Since me and him have been dating he's had what he calls dark moments where I won't even get a call or text from him for 2 or 3 days at a time. He of course calls me after these moments of darkness and is completly sorry and feels terrible that he shut me out. He always tries to explain himself but ends up just saying things like he wishes this wasn't a part of his life and that he hates ptsd. Which isn't really an explanation at all.

When we first started talking he had explained that he served in the war and that when he came back he had shown signs of ptsd and is in therapy for it and trying to move forward from it. We've had many serious conversations about commitment and being in a relationship together. But I feel like even though we have our lovey moments where were snuggling and watching movies or just sitting around together he isn't really there. Quite honestly sometimes it feels like hes not really interested in me, but then there are all of these times where he says that he is and reassures me that it doesn't have anything to do with me.
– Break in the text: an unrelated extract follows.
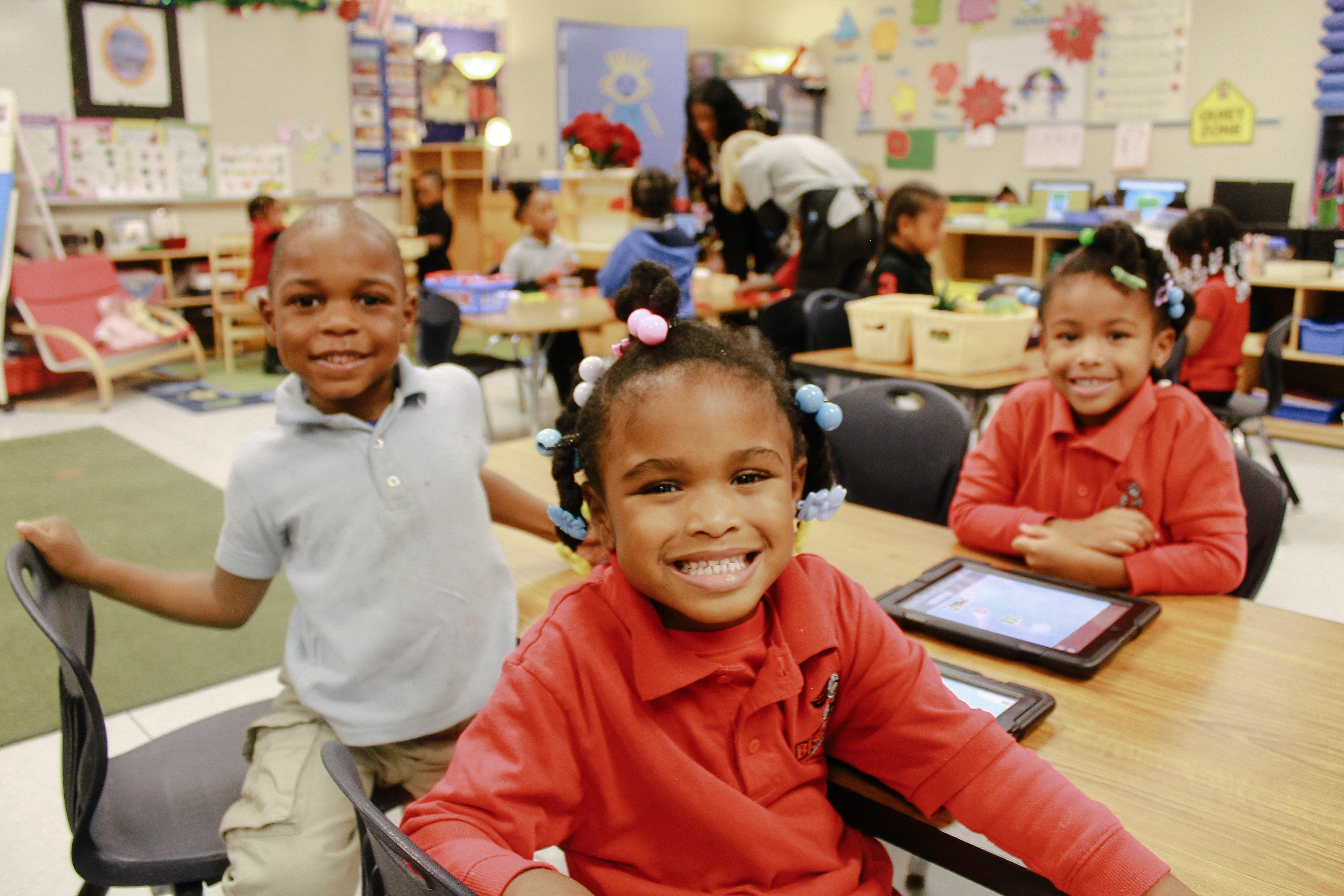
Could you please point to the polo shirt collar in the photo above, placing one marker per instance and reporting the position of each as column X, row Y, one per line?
column 664, row 667
column 1116, row 438
column 292, row 402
The first two times he went missing due to dark moments I felt extremly worthless as the first time was right after our first date and a few weeks later after our first time being intimate with eachother I can't help but feel rejected is this normal? And when he had gone missing I completly overly messaged him and called because of it and I just felt really kind of like a toy that was picked up and dropped. But then when he isn't in those moments he's so loving.

I'm really confused as to how to handle any of this. How I should talk to him. I know its not good to overly push issues and cause stress but I feel like I'm not getting any emotional feedback from him. Everytime he goes missing I tell him how it makes me feel but I don't think he gets how much it does hurt. I always tell him that I'm here for him while he's missing just so he knows I haven't given up on him and I always try to tell him when we are in good moments that he doesn't have to hide from me that I've got his back through this. But then he just goes missing again and I don't know whether I am crazy for staying. I've had a few healthy relationships in my life and I just kind of feel neglected in this one even though I know its not him when its happening.

I really need advice on how to better handle this. So we can move forward. We have talked a lot about long term life plans both of us were looking for a long term relationship when we started talking which I would honestly love to have with him Im just so new to this and I care about him so much that I'm willing to learn to handle these moments he has better. Anyway I feel like I'm rambling there are so many questions I have and so much I want to say.
 
Weve been dating a little over two months now
We've had many serious conversations about commitment and being in a relationship together.
Two months and already talking seriously about commitment? whoa!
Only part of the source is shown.